The complication of compositional data are that the features are inherently mathematically related, leading to spurious correlation coefficients if applying conventional statistical or ML approaches (e.g., calculating Euclidean distance metrics). However, use of K-L distance is potentially a way to avoid this issue, and so MIDAS might offer a nice Deep Learning solution to imputation issues concerning compositional data.

However, some preliminary experiments using classic compositional data imputation datasets and MIDASpy hasn't performed as well as I might have expected, and I was wondering if you'd be able to comment?

For example, I imposed 30% missingness at random on the 'Kola soil horizon' geochemical dataset, and compared the known vs imputed samples against each other. You can see a marked linear trend to the imputed values.

If you are interested to take a look, here is a recent paper which references the Kola datasets, along with a copy of the data: Paper and two datasets

tsrobinson commented 3 years ago

Hi @ThirstyGeo, thanks for sharing this test.
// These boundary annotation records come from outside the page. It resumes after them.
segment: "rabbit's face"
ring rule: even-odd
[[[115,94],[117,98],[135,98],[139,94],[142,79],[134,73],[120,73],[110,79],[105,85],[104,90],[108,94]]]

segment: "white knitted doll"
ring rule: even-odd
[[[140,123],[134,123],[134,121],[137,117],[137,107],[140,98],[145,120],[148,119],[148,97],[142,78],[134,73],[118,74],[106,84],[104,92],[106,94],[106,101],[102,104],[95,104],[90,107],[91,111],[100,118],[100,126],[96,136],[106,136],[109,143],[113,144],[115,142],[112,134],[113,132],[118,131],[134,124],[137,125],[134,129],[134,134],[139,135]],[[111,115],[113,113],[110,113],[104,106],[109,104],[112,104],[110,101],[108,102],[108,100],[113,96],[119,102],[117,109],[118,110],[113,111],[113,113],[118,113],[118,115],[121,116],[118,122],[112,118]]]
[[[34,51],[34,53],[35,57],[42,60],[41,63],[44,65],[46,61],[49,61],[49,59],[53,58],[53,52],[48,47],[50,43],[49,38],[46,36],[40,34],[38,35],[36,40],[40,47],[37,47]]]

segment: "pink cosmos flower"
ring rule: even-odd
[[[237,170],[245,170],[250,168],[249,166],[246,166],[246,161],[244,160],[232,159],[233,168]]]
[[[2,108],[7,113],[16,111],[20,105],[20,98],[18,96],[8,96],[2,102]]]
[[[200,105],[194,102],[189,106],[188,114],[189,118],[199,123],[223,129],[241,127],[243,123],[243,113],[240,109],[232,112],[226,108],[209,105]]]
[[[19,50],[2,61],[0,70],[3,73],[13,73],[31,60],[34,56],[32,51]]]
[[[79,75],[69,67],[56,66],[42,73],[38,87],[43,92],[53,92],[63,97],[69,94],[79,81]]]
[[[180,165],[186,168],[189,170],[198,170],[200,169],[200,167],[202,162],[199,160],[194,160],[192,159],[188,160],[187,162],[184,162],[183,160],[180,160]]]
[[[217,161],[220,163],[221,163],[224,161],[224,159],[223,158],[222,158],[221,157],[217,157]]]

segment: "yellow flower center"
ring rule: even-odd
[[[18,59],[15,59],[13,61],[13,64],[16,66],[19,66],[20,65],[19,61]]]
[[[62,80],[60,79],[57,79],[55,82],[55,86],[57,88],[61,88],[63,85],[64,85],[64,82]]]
It's very interesting, and I agree it would be good if the MIDAS model could somehow account for this type of dependence between observations. I don't know exactly why you would observe linear trends here -- do things change when you adjust the size/shape of the MIDAS layers, and does including a variational autoencoder layer help (vae_layer = True) ?

I'll leave this issue open -- if you/others have any ideas how we might adjust the network to account for this type of data, then please feel free to share comments/pull requests.